Question

If the image of the point \( P(1, 2, a) \) in the line \[ \frac{x - 6}{3} = \frac{y - 7}{2} = \frac{7 - z}{2} \] is \( Q(5, b, c) \), then \( a^2 + b^2 + c^2 \) is equal to

• A. 293
• B. 283
• C. 264
• D. 298

Hint:

For a point and its image in a line, the line is the perpendicular bisector of the segment joining them. Always use midpoint and direction ratio conditions together.

Answer 1

The Correct Option is D

Step 1: Coordinates of point N


Given point: \[ A(6,7,7) \] Direction vector: \[ \vec{p} = (3,2,-2) \] Any point \(N\) on the line through \(A\) in the direction of \(\vec{p}\) can be written in parametric form: \[ N = A + \lambda \vec{p} \] \[ N = (6,7,7) + \lambda(3,2,-2) \] \[ N = (3\lambda + 6,\; 2\lambda + 7,\; -2\lambda + 7) \] 

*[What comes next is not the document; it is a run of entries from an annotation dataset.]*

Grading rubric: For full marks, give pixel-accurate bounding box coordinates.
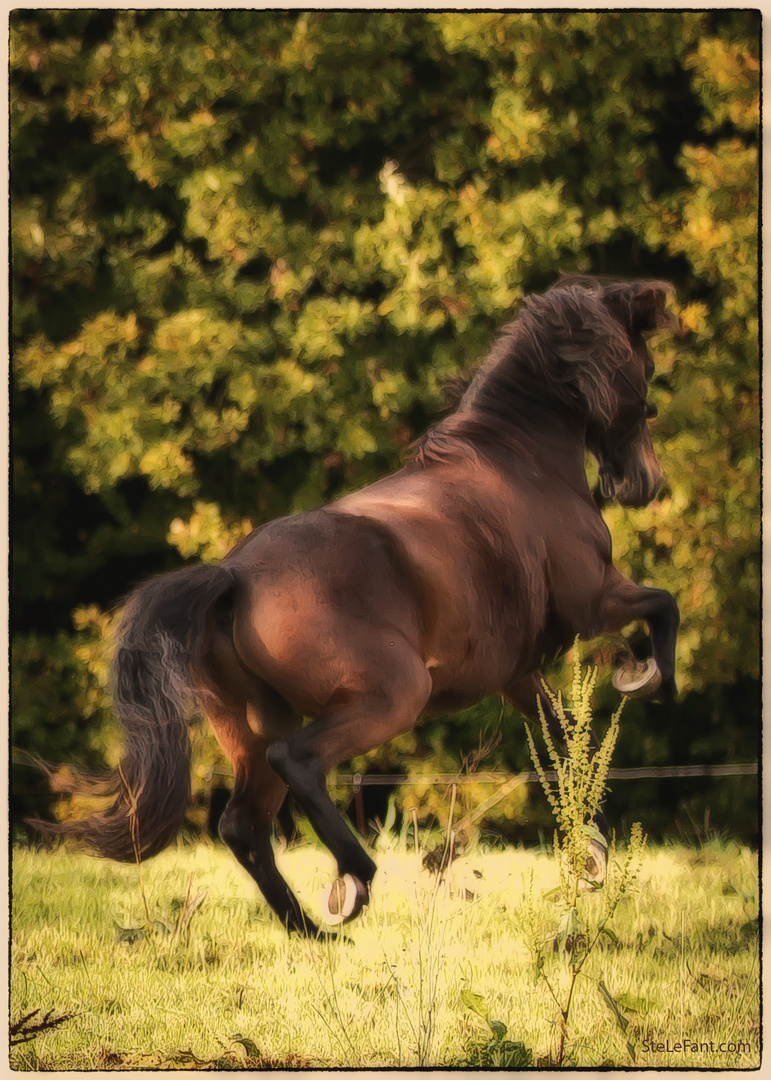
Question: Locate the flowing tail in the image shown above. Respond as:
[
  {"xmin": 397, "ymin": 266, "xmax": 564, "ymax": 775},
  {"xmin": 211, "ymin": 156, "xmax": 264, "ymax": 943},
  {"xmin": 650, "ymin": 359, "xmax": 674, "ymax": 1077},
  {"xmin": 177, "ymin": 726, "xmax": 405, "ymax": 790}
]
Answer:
[{"xmin": 31, "ymin": 564, "xmax": 236, "ymax": 862}]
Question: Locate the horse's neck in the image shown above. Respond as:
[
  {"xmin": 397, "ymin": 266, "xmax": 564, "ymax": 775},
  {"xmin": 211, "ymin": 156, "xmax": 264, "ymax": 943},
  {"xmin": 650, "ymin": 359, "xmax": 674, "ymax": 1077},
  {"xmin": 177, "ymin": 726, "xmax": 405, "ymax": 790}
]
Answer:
[{"xmin": 455, "ymin": 399, "xmax": 591, "ymax": 498}]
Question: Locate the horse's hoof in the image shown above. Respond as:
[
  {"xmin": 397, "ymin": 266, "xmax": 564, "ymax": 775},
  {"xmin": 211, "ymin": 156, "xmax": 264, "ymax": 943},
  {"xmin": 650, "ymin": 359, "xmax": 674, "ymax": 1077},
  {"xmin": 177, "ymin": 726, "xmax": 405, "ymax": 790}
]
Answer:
[
  {"xmin": 322, "ymin": 874, "xmax": 369, "ymax": 927},
  {"xmin": 584, "ymin": 840, "xmax": 608, "ymax": 885},
  {"xmin": 610, "ymin": 657, "xmax": 661, "ymax": 698}
]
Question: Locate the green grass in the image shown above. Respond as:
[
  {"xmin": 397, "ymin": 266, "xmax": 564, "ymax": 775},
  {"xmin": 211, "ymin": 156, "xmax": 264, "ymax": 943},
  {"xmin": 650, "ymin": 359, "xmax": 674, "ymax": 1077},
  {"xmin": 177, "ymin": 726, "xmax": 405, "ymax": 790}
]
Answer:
[{"xmin": 11, "ymin": 841, "xmax": 759, "ymax": 1069}]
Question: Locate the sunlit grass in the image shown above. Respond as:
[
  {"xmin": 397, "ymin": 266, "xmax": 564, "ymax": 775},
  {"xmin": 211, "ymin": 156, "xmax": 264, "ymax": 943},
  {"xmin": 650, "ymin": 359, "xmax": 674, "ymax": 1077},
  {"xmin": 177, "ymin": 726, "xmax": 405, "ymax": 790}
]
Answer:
[{"xmin": 11, "ymin": 829, "xmax": 759, "ymax": 1069}]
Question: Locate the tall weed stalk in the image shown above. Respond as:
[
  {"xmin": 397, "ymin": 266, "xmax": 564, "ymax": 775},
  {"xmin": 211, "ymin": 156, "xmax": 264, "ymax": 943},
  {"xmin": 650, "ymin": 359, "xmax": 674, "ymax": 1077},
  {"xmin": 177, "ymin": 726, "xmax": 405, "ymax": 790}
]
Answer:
[{"xmin": 523, "ymin": 642, "xmax": 646, "ymax": 1066}]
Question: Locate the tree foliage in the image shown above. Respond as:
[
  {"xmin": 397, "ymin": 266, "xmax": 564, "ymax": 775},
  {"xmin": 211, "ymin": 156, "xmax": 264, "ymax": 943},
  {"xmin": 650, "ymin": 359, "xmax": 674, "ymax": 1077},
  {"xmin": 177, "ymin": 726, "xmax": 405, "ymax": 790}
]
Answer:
[{"xmin": 11, "ymin": 10, "xmax": 759, "ymax": 816}]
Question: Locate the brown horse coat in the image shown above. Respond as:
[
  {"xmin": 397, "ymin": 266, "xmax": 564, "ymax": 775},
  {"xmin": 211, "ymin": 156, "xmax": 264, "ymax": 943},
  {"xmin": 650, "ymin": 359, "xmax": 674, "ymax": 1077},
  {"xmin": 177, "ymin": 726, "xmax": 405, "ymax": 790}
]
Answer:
[{"xmin": 36, "ymin": 278, "xmax": 678, "ymax": 932}]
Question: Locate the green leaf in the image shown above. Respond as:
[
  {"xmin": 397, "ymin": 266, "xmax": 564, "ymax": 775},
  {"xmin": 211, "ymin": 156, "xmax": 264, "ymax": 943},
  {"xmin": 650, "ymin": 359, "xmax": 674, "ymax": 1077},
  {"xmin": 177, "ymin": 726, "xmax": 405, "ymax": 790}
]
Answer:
[
  {"xmin": 597, "ymin": 978, "xmax": 630, "ymax": 1032},
  {"xmin": 460, "ymin": 990, "xmax": 487, "ymax": 1021}
]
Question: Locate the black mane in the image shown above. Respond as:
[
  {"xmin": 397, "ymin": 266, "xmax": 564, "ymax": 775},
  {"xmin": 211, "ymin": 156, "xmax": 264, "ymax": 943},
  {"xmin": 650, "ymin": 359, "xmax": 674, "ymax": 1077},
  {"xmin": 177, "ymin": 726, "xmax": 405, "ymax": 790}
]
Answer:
[{"xmin": 412, "ymin": 274, "xmax": 671, "ymax": 465}]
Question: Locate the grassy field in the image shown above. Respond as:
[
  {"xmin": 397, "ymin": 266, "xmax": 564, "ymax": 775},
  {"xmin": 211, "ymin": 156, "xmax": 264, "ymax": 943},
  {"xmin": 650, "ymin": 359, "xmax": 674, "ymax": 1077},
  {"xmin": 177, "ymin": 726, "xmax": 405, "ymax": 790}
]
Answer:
[{"xmin": 11, "ymin": 841, "xmax": 760, "ymax": 1070}]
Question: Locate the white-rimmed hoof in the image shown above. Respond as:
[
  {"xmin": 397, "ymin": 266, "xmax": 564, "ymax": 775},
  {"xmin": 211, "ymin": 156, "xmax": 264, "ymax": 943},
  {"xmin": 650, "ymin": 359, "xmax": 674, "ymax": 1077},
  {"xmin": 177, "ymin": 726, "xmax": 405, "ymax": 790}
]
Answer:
[
  {"xmin": 322, "ymin": 874, "xmax": 369, "ymax": 927},
  {"xmin": 610, "ymin": 657, "xmax": 661, "ymax": 698},
  {"xmin": 585, "ymin": 840, "xmax": 608, "ymax": 885}
]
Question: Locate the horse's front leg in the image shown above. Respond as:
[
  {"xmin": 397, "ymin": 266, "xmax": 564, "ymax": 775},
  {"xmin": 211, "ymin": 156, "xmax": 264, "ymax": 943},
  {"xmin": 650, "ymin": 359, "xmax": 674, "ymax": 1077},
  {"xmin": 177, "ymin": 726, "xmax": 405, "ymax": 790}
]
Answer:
[
  {"xmin": 267, "ymin": 636, "xmax": 432, "ymax": 922},
  {"xmin": 600, "ymin": 567, "xmax": 680, "ymax": 699}
]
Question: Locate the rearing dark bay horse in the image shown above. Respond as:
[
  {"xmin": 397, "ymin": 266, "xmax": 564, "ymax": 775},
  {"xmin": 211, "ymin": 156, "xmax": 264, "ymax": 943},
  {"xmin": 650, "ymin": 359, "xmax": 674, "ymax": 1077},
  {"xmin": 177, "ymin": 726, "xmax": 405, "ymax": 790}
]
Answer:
[{"xmin": 40, "ymin": 276, "xmax": 678, "ymax": 934}]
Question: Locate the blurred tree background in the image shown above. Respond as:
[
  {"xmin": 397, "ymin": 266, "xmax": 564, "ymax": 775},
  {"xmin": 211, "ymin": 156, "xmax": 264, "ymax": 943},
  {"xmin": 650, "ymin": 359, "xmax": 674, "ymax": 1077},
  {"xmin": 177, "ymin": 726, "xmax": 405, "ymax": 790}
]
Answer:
[{"xmin": 11, "ymin": 10, "xmax": 760, "ymax": 837}]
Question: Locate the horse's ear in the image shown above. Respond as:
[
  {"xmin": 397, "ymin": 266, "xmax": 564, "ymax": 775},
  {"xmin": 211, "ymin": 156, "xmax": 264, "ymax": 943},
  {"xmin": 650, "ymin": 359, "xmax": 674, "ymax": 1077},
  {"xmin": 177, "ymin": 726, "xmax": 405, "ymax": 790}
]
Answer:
[{"xmin": 603, "ymin": 281, "xmax": 677, "ymax": 334}]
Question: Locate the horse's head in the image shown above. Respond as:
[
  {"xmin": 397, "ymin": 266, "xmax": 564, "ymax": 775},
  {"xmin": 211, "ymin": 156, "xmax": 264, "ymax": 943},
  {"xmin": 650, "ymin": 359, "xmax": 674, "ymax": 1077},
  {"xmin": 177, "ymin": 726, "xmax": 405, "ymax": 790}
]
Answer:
[
  {"xmin": 532, "ymin": 275, "xmax": 674, "ymax": 507},
  {"xmin": 586, "ymin": 282, "xmax": 673, "ymax": 507}
]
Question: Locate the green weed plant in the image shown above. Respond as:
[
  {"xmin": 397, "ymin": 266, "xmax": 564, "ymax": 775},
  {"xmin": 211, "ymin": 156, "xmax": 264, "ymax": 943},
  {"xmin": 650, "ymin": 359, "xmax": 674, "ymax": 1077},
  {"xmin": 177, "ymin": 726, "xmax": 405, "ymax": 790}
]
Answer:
[{"xmin": 523, "ymin": 640, "xmax": 646, "ymax": 1066}]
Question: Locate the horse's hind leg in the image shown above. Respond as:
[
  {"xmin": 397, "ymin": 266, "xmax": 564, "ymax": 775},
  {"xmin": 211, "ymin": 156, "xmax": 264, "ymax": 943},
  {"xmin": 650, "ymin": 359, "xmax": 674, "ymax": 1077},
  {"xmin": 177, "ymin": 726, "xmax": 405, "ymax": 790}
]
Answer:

Step 2: Using midpoint condition

Since \(N\) is the midpoint of \(PQ\), \[ P(1,2,a), \quad Q(5,b,c) \] Midpoint formula: \[ N = \left( \frac{1+5}{2}, \frac{2+b}{2}, \frac{a+c}{2} \right) \] \[ N = (3,\; \frac{2+b}{2},\; \frac{a+c}{2}) \] 

Now compare with parametric form of \(N\). From x-coordinate: \[ 3\lambda + 6 = 3 \] \[ 3\lambda = -3 \] \[ \lambda = -1 \] 

Substitute \( \lambda = -1 \) in coordinates of \(N\): \[ N = (3,5,9) \] 

Step 3: Find \(b\) and relation between \(a\) and \(c\)

From y-coordinate: \[ \frac{2+b}{2} = 5 \] \[ 2 + b = 10 \] \[ b = 8 \] From z-coordinate: \[ \frac{a+c}{2} = 9 \] \[ a + c = 18 \] 

Step 4: Use perpendicular condition

From the figure, line \(PN\) is perpendicular to vector \(\vec{p}\). So, \[ \overrightarrow{PN} \cdot \vec{p} = 0 \] First find \(\overrightarrow{PN}\): \[ \overrightarrow{PN} = N - P \] \[ = (3-1,\; 5-2,\; 9-a) \] \[ = (2,\; 3,\; 9-a) \] Now take dot product with \((3,2,-2)\): \[ (2,3,9-a) \cdot (3,2,-2) = 0 \] \[ 2(3) + 3(2) + (9-a)(-2) = 0 \] \[ 6 + 6 -18 + 2a = 0 \] \[ 2a - 6 = 0 \] \[ 2a = 6 \] \[ a = 3 \] 

Step 5: Find \(c\)

Since, \[ a + c = 18 \] \[ 3 + c = 18 \] \[ c = 15 \] 

Step 6: Calculate required value

\[ a^2 + b^2 + c^2 \] \[ = 3^2 + 8^2 + 15^2 \] \[ = 9 + 64 + 225 \] \[ = 298 \] 

Final Answer: \[ \boxed{298} \]